Immédiatement après les arrestations, les autorités ont mis en place des restrictions radicales, notamment des interdictions générales de tout rassemblement pendant plusieurs jours dans de nombreuses villes ; elles ont restreint l’accès à plusieurs plateformes de réseaux sociaux, empêchant l’accès et la diffusion d’informations, et ont fermé les principales voies de transport public à Istanbul, tout cela afin de supprimer la dissidence et les mobilisations.
Malgré ces mesures, des milliers de personnes continuent de se rassembler pour protester dans tout le pays depuis le 19 mars.

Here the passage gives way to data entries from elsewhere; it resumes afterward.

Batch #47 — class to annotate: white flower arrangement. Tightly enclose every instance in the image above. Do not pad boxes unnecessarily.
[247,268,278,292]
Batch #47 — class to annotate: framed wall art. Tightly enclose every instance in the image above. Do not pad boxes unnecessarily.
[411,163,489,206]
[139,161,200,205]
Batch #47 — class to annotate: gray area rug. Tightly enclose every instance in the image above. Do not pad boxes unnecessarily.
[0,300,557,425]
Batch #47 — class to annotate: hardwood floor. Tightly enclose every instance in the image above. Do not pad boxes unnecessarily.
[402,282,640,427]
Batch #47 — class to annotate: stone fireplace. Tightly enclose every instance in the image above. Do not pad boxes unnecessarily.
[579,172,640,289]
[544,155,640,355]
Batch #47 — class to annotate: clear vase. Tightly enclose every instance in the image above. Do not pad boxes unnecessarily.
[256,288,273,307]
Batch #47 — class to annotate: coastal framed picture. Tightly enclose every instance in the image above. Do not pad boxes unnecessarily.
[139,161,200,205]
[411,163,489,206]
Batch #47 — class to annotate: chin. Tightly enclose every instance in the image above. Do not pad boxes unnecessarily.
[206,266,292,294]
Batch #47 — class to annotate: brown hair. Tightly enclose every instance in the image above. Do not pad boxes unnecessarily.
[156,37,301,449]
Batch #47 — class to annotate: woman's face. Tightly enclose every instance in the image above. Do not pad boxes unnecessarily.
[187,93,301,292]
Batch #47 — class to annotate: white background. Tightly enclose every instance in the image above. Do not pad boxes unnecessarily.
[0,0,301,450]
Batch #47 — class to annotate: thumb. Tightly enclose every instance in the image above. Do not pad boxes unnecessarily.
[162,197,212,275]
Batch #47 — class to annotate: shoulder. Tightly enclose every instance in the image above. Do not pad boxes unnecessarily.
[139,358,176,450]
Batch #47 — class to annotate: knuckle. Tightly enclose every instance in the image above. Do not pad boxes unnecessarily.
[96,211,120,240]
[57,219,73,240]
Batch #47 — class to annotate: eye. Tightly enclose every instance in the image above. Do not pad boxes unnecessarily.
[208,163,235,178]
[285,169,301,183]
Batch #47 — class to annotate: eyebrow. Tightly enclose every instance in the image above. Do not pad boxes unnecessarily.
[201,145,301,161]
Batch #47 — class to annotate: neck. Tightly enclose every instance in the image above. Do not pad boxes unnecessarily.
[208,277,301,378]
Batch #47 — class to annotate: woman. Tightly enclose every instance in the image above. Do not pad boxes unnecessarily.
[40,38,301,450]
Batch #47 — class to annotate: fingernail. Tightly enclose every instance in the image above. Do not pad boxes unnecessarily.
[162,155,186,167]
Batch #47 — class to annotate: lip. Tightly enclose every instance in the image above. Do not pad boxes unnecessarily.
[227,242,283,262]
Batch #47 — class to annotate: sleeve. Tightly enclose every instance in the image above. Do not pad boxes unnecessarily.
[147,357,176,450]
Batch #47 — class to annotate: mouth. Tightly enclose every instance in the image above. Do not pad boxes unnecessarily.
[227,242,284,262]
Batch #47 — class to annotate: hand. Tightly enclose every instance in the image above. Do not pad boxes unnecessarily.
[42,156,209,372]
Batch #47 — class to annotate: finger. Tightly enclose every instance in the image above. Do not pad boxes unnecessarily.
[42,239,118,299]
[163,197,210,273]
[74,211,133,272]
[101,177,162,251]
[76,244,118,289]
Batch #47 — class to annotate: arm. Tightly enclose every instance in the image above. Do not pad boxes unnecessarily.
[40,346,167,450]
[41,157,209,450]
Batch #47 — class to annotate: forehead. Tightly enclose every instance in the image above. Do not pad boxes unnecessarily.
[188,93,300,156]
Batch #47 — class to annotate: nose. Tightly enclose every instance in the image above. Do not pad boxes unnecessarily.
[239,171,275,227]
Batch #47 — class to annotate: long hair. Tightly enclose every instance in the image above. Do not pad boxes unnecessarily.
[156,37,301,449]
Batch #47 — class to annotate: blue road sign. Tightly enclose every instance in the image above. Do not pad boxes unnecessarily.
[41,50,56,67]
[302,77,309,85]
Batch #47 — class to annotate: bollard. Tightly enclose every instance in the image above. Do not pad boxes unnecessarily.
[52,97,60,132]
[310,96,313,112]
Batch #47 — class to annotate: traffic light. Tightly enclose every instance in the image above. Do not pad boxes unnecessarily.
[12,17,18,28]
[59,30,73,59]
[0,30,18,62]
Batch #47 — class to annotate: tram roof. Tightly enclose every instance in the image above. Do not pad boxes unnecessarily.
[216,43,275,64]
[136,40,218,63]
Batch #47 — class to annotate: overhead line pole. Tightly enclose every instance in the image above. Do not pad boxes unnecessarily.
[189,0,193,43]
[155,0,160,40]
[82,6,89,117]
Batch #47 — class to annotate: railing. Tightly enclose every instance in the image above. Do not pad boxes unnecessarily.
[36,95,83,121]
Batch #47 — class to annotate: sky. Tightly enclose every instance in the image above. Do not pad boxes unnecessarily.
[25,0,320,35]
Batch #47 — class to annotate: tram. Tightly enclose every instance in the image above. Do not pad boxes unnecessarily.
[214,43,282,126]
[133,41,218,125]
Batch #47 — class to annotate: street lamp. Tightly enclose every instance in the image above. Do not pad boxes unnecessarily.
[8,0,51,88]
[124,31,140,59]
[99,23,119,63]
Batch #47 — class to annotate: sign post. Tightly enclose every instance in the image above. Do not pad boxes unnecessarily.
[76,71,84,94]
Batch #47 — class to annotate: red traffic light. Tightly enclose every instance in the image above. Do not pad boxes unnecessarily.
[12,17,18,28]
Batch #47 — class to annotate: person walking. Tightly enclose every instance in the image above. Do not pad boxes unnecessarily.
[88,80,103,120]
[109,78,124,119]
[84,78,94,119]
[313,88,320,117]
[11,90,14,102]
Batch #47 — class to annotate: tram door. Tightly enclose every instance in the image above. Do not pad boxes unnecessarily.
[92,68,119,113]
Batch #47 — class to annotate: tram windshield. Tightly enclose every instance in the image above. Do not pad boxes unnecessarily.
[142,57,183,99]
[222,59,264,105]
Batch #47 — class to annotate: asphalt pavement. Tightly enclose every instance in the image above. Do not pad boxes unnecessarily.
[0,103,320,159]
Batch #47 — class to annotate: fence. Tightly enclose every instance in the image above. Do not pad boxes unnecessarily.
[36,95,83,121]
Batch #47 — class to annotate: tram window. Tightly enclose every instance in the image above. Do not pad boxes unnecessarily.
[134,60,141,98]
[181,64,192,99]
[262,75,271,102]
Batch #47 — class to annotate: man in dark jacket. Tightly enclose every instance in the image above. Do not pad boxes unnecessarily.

Bien que les manifestations aient été très largement pacifiques, des journalistes et des organisations de la société civile ont fait état de graves violations des droits humains dans plusieurs endroits, et en particulier à Saraçhane, à Istanbul, où la police a employé une violence aveugle et disproportionnée pouvant s’apparenter à de la torture et à d’autres mauvais traitements, notamment des coups de matraque, des coups de pied donnés aux manifestants alors qu’ils étaient maîtrisés au sol, le fait de tirer à bout portant avec des projectiles à impact cinétique (KIP), ainsi que l’utilisation sans distinction d’irritants chimiques et de canons à eau. Sur la base d’images largement diffusées et de témoignages publics, et conformément aux recommandations du Comité des Nations unies contre la torture adressées à la Turquie à l’issue de son examen périodique en 2024, la Fondation des droits de l’homme de Turquie (TİHV) a également dénoncé le recours à des méthodes de contrainte qui infligent des douleurs inutiles, telles que le menottage prolongé derrière le dos et les positions de stress. Ces pratiques, dont on sait qu’elles ont de graves conséquences sur la santé, ont parfois été rendues publiques par des policiers eux-mêmes sur des comptes personnels, apparemment à des fins d’intimidation.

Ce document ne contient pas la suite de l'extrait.